Is that patina or just shabby paint?   

thross New Reader
1/25/23 3:18 p.m.

This "Patina" at a high end auction drove me crazy! Really?

frenchyd MegaDork
1/25/23 3:52 p.m.

In reply to wspohn :

That and super glue the tears back together. Leather loves superglue and once repaired I've never had to redo it.  
  Do wear gloves though. I use the thicker super glue and try to get it exactly on the edges.  That way the repair becomes invisable.  If you do get it on too thick sand it flush with fine emery board.  Then re-dye that area. 
  I usually sand wear spots as well Re-dye and then use leather food. 
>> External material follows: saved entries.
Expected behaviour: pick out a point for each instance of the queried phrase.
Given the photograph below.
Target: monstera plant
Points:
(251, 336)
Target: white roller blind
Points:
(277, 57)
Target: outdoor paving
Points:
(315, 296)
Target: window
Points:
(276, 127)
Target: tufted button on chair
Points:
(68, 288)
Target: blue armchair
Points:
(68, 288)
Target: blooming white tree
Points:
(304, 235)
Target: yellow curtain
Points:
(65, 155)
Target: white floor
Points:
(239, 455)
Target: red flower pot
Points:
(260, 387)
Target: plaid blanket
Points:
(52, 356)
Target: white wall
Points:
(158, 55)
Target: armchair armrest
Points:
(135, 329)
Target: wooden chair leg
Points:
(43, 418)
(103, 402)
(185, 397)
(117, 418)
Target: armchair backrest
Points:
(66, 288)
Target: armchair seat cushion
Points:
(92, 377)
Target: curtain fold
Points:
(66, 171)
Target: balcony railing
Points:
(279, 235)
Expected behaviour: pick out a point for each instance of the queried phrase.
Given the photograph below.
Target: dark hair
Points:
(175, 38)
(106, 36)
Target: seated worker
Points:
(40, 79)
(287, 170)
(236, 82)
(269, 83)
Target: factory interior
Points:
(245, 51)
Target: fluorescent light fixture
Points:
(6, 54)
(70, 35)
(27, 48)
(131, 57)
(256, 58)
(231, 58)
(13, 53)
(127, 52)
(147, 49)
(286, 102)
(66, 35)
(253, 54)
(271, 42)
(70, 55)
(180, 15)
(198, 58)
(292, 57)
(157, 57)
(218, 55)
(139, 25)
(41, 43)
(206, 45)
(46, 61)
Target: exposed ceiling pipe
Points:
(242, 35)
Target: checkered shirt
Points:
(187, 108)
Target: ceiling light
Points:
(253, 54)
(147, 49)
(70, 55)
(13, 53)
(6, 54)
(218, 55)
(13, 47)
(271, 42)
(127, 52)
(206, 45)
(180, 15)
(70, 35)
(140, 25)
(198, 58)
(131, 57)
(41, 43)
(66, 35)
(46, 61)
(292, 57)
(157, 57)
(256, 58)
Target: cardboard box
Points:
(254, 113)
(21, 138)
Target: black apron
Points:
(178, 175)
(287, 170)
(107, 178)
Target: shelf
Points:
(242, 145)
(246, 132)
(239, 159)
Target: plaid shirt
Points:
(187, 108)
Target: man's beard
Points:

Ethnic Food-Wrap Aficionado
Ethnic Food-Wrap Aficionado Dork
1/25/23 3:54 p.m.

I pulled this 1963 Nova sedan out of a garage last summer.  It had been beached in there since Grandma (not mine) passed in 1994.



I cut the worst of the oxidation off of it, freshened up the running gear with a smattering of bits, and tossed some fresh tires and hubcaps on it, and have been enjoying it as the gently aging classic it is.


It's just SO right.

frenchyd MegaDork
1/25/23 6:11 p.m.

In reply to Bardan :

If we are talking about the GM TPA ( Thermal  Acrylic   Plastic ) of the late 70's through the 80's into the 90's  it's terrible!!    
   I've got a Lacquer paint job that with a quick buff will shine up and show a brilliant deep shine.  Both are on Jaguar XJ6 the Lacquer from 1972 ( original)  and the thermal plastic Acrylic  from 1985 ( original)  both will shine. One you can be proud of! One you'll want to sand off.  Both stored in the same place.